Une page d'amour

Une page d'amour (paragraphe n°2395)

Partie : Partie 5, chapitre V

Cependant, le vent cessait. Monsieur Rambaud s'était avancé sur la terrasse, pour la laisser à la douleur muette de ses souvenirs. Une brume s'élevait des lointains de Paris, dont l'immensité s'enfonçait dans le vague blafard de cette nuée. Au pied du Trocadéro, la ville couleur de plomb semblait morte, sous la tombée lente des derniersbrins de neige. C'était, dans l'air devenu immobile, une moucheture pâle sur les fonds sombres, filant avec un balancement insensible et continu.

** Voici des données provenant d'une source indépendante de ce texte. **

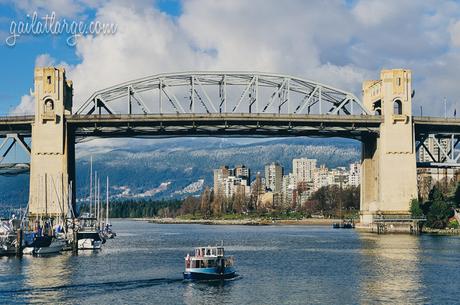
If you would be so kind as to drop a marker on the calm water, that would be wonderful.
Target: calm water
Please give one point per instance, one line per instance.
(277, 265)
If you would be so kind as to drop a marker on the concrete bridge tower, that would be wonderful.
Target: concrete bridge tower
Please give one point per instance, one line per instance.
(52, 164)
(389, 176)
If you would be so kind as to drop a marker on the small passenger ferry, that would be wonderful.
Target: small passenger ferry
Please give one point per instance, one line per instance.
(209, 263)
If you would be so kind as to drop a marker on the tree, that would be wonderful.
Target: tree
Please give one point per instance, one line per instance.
(437, 209)
(415, 209)
(456, 198)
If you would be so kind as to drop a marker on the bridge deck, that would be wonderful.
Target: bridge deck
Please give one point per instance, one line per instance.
(228, 124)
(223, 125)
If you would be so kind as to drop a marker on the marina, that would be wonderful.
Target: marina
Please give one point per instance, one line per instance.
(50, 233)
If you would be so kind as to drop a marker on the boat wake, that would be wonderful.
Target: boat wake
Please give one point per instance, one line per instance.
(101, 286)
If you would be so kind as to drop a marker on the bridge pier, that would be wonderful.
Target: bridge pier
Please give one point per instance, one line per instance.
(389, 176)
(52, 161)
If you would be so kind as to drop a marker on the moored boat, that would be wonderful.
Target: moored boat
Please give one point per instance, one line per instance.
(89, 236)
(209, 263)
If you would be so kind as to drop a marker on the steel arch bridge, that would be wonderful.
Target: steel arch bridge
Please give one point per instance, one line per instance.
(222, 92)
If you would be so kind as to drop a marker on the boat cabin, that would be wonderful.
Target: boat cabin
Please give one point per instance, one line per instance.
(209, 251)
(208, 257)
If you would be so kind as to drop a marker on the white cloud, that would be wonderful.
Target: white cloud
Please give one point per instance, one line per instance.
(44, 60)
(26, 106)
(326, 41)
(455, 34)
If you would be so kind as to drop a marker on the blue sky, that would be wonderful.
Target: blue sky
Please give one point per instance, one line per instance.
(19, 60)
(339, 42)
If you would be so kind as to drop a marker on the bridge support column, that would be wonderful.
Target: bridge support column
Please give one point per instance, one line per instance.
(52, 164)
(389, 175)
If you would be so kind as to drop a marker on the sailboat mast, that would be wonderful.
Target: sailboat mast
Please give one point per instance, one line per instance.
(99, 201)
(107, 203)
(91, 186)
(95, 194)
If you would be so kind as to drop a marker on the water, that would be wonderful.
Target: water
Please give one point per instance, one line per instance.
(277, 265)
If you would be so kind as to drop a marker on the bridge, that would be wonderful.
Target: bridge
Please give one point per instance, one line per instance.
(226, 104)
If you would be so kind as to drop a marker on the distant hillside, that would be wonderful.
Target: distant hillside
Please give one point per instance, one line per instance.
(180, 167)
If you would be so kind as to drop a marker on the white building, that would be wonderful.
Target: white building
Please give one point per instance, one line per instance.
(304, 169)
(320, 178)
(274, 176)
(289, 186)
(354, 178)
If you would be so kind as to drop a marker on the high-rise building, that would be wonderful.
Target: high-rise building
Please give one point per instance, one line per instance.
(219, 175)
(355, 174)
(321, 177)
(241, 171)
(274, 176)
(303, 169)
(289, 186)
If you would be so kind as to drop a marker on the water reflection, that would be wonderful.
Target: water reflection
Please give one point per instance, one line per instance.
(391, 269)
(208, 292)
(42, 274)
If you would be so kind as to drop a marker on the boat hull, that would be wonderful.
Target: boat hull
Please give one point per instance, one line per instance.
(89, 244)
(209, 274)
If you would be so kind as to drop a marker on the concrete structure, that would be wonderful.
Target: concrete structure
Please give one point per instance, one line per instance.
(274, 177)
(52, 162)
(267, 105)
(389, 177)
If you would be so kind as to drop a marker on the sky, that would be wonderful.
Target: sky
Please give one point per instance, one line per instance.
(337, 42)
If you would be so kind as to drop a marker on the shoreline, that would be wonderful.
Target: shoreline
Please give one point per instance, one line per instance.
(246, 222)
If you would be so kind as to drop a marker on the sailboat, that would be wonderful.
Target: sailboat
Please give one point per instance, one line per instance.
(107, 231)
(89, 234)
(46, 234)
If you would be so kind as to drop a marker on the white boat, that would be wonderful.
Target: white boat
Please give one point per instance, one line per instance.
(209, 263)
(89, 236)
(56, 246)
(44, 245)
(7, 238)
(89, 240)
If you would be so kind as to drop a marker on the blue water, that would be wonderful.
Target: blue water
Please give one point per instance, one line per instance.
(277, 265)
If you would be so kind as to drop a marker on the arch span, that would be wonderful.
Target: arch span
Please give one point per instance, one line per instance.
(222, 92)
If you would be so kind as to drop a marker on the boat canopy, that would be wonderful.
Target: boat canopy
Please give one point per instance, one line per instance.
(209, 251)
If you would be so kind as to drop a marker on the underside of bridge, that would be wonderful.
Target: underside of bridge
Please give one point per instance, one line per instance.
(225, 105)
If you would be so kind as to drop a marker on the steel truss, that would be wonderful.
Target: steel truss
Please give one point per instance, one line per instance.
(442, 152)
(221, 92)
(9, 141)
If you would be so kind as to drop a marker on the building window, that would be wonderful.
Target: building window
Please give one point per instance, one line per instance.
(397, 107)
(49, 105)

Au-delà des cheminées de la Manutention, dont les tours de brique prenaient le ton du vieux cuivre, le glissement sans fin de ces blancheurs s'épaississait, on aurait dit des gazes flottantes, déroulées fil à fil. Pas un soupir ne montait, de cette pluie du rêve, enchantée en l'air, tombant endormie et comme bercée. Les flocons paraissaient ralentir leur vol, à l'approche des toitures ; ils se posaient un à un, sans cesse, par millions, avec tant de silence, que les fleurs qui s'effeuillent font plus de bruit ; et un oubli de la terre et de la vie, une paix souveraine venait de cette multitude en mouvement, dont on n'entendait pas la marche dans l'espace. Le ciel s'éclairait de plus en plus, partout à la fois, d'une teinte laiteuse, que des fumées troublaient encore. Peu à peu, les îlots éclatants des maisons se détachaient, la ville apparaissait à vol d'oiseau, coupée de ses rues et de ses places, dont les tranchées et les trous d'ombre dessinaient l'ossature géante des quartiers.